Board of Deputies of British Jews president Jonathan Arkush has been slammed for “fanning the flames of inter-community hatred” against Muslims in Britain following the London Bridge terror attack.

Almost 100 Jews from across the community signed an open letter accusing the Board of Deputies chief of contributing to “the atmosphere of anti-Muslim sentiment in the UK” after he penned an opinion piece calling on Britain’s Muslim community to “stand up and be counted” against terror.

“It is not the time to be fanning the flames of inter-community hatred, as Donald Trump has in attacking Sadiq Khan based on his ethnicity,” reads the letter, which went live Wednesday.

The letter’s signatories, who are hoping to gather more support for their protest, said they were “deeply troubled” by the article, in which Arkush urged “every British mosque” to stage protests against terror, and asked that imams and community leaders “make the point … that these attacks are a perversion of Islam and the attackers will be liable to be punished after death and not rewarded in heaven.”

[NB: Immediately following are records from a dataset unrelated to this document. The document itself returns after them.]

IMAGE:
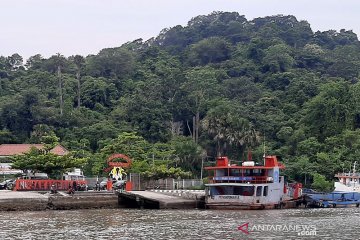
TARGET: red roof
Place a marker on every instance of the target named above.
(16, 149)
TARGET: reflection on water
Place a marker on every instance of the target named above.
(335, 223)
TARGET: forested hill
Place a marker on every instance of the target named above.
(220, 85)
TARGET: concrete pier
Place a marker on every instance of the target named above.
(14, 201)
(159, 200)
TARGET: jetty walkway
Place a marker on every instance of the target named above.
(162, 199)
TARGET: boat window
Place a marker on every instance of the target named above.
(265, 191)
(258, 191)
(244, 190)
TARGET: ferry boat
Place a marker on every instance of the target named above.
(250, 186)
(348, 182)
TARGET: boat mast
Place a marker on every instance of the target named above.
(264, 155)
(354, 168)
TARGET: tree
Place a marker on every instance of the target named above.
(79, 62)
(227, 127)
(43, 161)
(200, 86)
(277, 58)
(211, 50)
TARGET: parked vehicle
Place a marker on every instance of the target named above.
(7, 184)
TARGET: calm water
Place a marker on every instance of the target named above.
(338, 223)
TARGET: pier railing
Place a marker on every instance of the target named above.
(47, 185)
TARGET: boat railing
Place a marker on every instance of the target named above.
(240, 179)
(347, 175)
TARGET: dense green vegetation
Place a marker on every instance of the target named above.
(218, 86)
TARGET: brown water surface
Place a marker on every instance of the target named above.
(334, 223)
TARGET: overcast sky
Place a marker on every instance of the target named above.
(70, 27)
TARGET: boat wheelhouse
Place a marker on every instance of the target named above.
(348, 182)
(249, 186)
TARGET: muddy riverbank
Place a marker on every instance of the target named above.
(34, 201)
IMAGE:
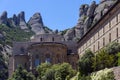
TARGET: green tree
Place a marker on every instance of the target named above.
(113, 48)
(85, 63)
(22, 74)
(64, 71)
(103, 60)
(118, 61)
(42, 69)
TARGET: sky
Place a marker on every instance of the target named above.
(56, 14)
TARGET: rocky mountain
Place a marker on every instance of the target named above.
(88, 16)
(35, 23)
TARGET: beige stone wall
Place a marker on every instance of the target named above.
(73, 59)
(57, 53)
(99, 36)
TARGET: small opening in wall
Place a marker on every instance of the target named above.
(53, 39)
(41, 39)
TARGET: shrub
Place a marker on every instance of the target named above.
(113, 48)
(85, 63)
(103, 60)
(22, 74)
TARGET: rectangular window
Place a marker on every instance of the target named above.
(41, 39)
(94, 38)
(117, 19)
(93, 48)
(117, 33)
(109, 24)
(98, 45)
(98, 34)
(103, 41)
(103, 30)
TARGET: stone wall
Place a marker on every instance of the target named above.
(105, 31)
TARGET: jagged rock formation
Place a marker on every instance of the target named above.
(89, 15)
(35, 23)
(3, 18)
(21, 20)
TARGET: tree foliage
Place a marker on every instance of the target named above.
(22, 74)
(113, 48)
(63, 71)
(103, 60)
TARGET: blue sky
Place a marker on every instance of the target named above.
(56, 14)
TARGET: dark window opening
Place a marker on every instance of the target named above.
(103, 41)
(53, 39)
(117, 32)
(69, 51)
(22, 50)
(41, 39)
(98, 45)
(109, 37)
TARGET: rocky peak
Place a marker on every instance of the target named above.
(36, 23)
(21, 21)
(88, 16)
(21, 16)
(3, 18)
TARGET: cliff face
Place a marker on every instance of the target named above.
(35, 23)
(88, 16)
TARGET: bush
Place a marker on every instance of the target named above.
(62, 71)
(113, 48)
(106, 74)
(103, 60)
(22, 74)
(85, 63)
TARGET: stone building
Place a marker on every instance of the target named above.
(105, 31)
(49, 48)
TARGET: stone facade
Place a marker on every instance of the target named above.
(49, 48)
(105, 31)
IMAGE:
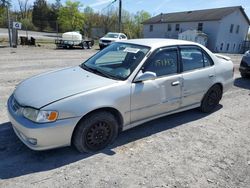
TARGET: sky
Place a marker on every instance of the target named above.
(155, 7)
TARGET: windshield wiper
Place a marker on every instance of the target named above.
(85, 67)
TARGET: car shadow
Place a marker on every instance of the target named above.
(242, 83)
(18, 160)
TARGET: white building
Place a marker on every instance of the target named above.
(195, 36)
(226, 27)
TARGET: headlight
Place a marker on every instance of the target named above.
(40, 116)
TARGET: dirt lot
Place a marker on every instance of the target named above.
(189, 149)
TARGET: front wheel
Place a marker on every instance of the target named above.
(95, 132)
(211, 99)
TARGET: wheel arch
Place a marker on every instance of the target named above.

Attacking the Board of Deputies president for “presuming to enforce a mandatory public reaction on the entire Muslim community”, with regards to the Islamist attack that killed eight people, the letter states “it is not for us to dictate how people in grieving communities should respond.

“We stand with all our Muslim sisters and brothers, and all people of faith and no faith, in love and healing from these atrocities – together.”

Responding to the criticism, Board of Deputies Vice President Marie van der Zyl argued Arkush “was echoing many eminent Muslim leaders in calling for their communities to reclaim their faith from the extremists,” and pointed out that he has “dedicated his presidency to engaging with Muslim communities around the country and calling out divisive anti-Muslim rhetoric”.

“The answers to this question of how to tackle extremism are certainly not simple, but we won’t get anywhere through spurious name-calling,” she said.